Civil War - Back to the Battlefield

 Curio & Co. visits a Civil War Re-enactment. Photograph by Cesare Asaro of Civil War re-enactment in San Diego. Curio and Co.

Drama, special effects, rounds of applause. Forget Broadway, try Gettysburg.

Civil War re-enactments might sound like a just a bunch of history buffs with guns, but you couldn't be more wrong. Some of us in the office took a trip to the Annual Spring Civil War Re-enactment at the Vista California Antique Gas and Steam Museum (with Margie in a full hoop-skirt, naturally), where there was something for everyone. 

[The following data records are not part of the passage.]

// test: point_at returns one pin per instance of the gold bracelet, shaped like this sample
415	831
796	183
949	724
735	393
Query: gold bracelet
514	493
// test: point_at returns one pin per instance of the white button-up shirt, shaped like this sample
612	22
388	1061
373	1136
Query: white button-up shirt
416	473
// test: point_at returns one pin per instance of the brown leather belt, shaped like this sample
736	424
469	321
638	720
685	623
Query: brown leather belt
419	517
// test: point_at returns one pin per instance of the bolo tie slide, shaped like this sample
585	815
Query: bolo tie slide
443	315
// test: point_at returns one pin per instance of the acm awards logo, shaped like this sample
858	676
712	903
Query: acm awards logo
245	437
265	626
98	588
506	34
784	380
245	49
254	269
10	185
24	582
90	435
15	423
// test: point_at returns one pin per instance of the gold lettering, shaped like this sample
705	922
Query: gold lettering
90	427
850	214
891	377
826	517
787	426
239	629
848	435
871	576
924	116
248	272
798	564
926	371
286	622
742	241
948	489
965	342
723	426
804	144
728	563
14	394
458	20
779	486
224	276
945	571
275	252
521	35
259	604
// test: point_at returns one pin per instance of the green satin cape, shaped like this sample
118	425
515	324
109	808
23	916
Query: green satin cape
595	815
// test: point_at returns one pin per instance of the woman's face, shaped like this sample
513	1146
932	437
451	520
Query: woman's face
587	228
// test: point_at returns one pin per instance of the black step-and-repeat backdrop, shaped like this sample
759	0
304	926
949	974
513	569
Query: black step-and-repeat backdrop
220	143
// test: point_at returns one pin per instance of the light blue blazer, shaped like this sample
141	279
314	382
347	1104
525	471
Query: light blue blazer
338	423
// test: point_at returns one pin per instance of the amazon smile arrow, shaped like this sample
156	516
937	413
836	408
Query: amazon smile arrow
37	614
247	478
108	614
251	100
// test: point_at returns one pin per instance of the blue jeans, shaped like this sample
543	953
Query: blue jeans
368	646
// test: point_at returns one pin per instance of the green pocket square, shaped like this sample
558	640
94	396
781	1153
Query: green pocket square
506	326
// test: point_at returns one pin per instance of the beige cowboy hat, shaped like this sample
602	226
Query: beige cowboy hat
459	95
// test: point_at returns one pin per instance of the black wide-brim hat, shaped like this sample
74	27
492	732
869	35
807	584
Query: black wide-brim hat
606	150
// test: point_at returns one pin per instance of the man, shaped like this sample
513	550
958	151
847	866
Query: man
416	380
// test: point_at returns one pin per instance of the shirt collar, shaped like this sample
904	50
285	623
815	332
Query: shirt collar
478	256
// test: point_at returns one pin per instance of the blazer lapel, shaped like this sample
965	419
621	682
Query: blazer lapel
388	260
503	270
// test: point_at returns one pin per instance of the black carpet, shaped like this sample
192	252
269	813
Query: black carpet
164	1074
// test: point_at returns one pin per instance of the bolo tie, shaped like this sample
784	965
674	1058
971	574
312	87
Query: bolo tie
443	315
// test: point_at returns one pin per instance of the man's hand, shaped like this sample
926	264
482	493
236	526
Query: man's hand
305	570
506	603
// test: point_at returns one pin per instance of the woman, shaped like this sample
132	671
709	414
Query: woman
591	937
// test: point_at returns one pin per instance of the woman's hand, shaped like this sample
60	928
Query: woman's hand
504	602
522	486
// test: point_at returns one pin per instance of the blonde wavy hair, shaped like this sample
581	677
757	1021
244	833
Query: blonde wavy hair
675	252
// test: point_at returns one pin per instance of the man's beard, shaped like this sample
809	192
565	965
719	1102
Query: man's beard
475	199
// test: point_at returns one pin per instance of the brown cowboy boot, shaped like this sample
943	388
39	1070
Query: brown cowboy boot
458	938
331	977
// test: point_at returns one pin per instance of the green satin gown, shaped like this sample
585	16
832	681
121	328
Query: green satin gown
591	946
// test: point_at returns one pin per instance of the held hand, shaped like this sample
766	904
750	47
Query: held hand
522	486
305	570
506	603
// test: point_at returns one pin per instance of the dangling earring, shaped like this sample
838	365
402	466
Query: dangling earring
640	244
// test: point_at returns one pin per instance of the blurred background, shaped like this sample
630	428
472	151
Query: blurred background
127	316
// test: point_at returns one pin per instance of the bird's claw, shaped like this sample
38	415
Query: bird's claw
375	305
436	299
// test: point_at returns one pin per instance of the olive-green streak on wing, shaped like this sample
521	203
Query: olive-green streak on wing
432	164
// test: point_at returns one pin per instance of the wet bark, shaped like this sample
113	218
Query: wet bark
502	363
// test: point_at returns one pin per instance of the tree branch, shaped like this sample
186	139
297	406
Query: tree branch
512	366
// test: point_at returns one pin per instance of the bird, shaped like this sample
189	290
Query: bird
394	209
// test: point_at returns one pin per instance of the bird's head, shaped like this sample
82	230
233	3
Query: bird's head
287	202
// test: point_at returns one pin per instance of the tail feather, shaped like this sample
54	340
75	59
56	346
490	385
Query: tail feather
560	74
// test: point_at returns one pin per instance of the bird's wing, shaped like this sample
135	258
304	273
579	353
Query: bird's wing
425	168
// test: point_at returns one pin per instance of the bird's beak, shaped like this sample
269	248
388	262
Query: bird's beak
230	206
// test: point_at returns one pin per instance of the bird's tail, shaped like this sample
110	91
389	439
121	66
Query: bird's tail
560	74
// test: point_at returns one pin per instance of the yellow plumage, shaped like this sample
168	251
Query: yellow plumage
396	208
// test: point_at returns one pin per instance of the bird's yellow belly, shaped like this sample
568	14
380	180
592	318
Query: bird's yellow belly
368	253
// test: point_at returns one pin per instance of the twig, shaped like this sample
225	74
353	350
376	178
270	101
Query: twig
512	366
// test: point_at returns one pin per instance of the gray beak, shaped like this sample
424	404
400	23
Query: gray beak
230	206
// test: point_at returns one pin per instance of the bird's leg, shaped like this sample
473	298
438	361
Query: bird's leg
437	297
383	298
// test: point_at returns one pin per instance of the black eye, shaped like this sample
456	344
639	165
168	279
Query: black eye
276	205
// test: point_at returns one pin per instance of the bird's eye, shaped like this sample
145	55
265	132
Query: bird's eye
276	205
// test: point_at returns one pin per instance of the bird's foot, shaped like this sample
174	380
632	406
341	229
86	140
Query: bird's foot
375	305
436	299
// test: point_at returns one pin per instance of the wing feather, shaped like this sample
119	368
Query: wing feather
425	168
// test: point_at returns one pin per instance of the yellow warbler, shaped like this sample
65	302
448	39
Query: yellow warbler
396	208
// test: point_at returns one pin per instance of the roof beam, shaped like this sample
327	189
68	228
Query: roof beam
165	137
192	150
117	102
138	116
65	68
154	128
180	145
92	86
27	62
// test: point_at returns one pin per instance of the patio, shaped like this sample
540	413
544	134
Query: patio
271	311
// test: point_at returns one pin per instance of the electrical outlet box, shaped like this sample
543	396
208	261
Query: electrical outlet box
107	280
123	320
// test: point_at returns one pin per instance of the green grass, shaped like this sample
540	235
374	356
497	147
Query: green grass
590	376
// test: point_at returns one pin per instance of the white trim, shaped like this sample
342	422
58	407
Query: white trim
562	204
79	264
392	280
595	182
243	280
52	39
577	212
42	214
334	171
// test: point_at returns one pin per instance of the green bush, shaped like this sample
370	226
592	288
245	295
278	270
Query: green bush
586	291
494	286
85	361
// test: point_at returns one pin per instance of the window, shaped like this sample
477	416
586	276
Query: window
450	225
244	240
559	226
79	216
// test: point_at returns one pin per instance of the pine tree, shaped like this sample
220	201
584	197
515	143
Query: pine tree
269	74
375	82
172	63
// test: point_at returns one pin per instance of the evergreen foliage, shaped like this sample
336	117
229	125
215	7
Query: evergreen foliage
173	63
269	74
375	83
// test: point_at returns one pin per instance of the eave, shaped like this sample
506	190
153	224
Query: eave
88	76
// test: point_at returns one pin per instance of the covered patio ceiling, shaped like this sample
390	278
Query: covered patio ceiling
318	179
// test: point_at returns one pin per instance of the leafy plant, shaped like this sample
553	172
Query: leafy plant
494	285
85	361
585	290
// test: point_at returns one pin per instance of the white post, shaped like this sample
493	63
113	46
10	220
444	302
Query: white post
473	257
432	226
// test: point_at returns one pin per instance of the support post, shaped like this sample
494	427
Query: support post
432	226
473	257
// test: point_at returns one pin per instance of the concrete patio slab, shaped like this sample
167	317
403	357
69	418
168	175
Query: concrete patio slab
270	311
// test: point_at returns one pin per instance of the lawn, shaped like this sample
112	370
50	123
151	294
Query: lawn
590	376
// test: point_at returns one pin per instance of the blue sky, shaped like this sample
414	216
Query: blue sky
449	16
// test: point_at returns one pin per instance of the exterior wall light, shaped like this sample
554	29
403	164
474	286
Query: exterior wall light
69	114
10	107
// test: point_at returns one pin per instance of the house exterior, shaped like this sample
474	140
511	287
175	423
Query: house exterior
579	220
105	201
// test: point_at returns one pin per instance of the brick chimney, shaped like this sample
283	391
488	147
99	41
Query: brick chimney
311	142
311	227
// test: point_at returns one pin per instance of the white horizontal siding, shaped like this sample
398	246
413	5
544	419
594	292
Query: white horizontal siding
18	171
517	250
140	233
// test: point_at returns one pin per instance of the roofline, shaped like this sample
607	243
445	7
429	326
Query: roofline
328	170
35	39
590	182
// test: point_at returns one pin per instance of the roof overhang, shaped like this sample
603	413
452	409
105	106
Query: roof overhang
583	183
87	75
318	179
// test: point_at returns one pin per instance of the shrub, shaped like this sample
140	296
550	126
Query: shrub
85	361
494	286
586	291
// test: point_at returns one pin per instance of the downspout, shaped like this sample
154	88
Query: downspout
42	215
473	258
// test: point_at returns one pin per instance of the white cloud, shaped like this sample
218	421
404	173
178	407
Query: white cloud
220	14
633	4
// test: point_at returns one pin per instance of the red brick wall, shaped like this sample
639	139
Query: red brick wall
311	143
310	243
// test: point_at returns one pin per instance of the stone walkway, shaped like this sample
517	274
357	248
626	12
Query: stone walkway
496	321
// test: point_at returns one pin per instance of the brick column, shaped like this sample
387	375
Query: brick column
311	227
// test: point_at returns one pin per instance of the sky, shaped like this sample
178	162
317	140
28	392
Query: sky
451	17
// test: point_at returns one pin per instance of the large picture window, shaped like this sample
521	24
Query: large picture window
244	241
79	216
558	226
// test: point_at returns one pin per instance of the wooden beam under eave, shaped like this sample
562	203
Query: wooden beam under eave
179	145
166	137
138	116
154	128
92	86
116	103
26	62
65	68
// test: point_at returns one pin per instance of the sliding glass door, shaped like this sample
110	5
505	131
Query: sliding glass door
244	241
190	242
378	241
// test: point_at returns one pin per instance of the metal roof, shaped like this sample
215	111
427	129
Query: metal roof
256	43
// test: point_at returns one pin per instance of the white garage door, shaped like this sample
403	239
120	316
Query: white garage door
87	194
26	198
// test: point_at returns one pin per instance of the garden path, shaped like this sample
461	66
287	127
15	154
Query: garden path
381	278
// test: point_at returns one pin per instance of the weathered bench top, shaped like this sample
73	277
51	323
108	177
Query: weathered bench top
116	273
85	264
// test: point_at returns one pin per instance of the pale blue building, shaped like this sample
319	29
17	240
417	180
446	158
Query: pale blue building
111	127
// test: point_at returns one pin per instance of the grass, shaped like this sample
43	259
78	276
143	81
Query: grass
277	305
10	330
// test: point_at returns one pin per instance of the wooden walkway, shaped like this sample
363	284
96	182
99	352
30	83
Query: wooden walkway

It might have been brother against brother during the war, but the re-enactments are as welcoming as can be. We were struck with how positive everyone was and how excited all the re-enactors were to share information with visitors. The focus is on fun at the re-enactment, and everyone is eager to include visitors in that fun. While there may be some unseen snobbery about anachronisms among the members, they're only too happy to see visitors in bonnets or buskins, even if they might not be perfectly period.

For an event that revolves around a war, you won't find any politics here. The focus in much more on what life was like back in the late 1800s, and in experiencing that life first hand. (Hint: beware of the dentist!) Still, President Lincoln put in an appearance. He gave us the Gettysburg Address and handed out limited edition pennies. He posed for pictures and, like any politician, worked the crowd shaking hands and kissing babies. (Though he looked considerably less presidential coming out of the portapotty.)

The war touched all lives back in 1864, so to experience the re-enactment, you've got to see a battle. (We caught the afternoon matinee.) From the thundering hooves of the cavalry to the cannon fire, there's plenty to keep weekend photographer's own Canons firing. What really makes it is the energy everyone puts in. Talk about your Confederate Majors with a minor in drama! Imagine all the best death scenes from your favorite films played out right in front of your eyes. The winning side alternates between battles, so each side knows whether they'll make it or not (not even sports are so fair), but we wondered how all the deaths were choreographed. So we asked one of the Confederate Privates who told us that you drop when it just feels right (and when the other guys are firing).

We'll be back to the Antique Gas and Steam Museum (Mr. Druthers can't resist a horizontal trane return flue boiler), and we'll definitely visit another Civil War Re-enactment (otherwise Margie's just going to start wearing that bonnet to work).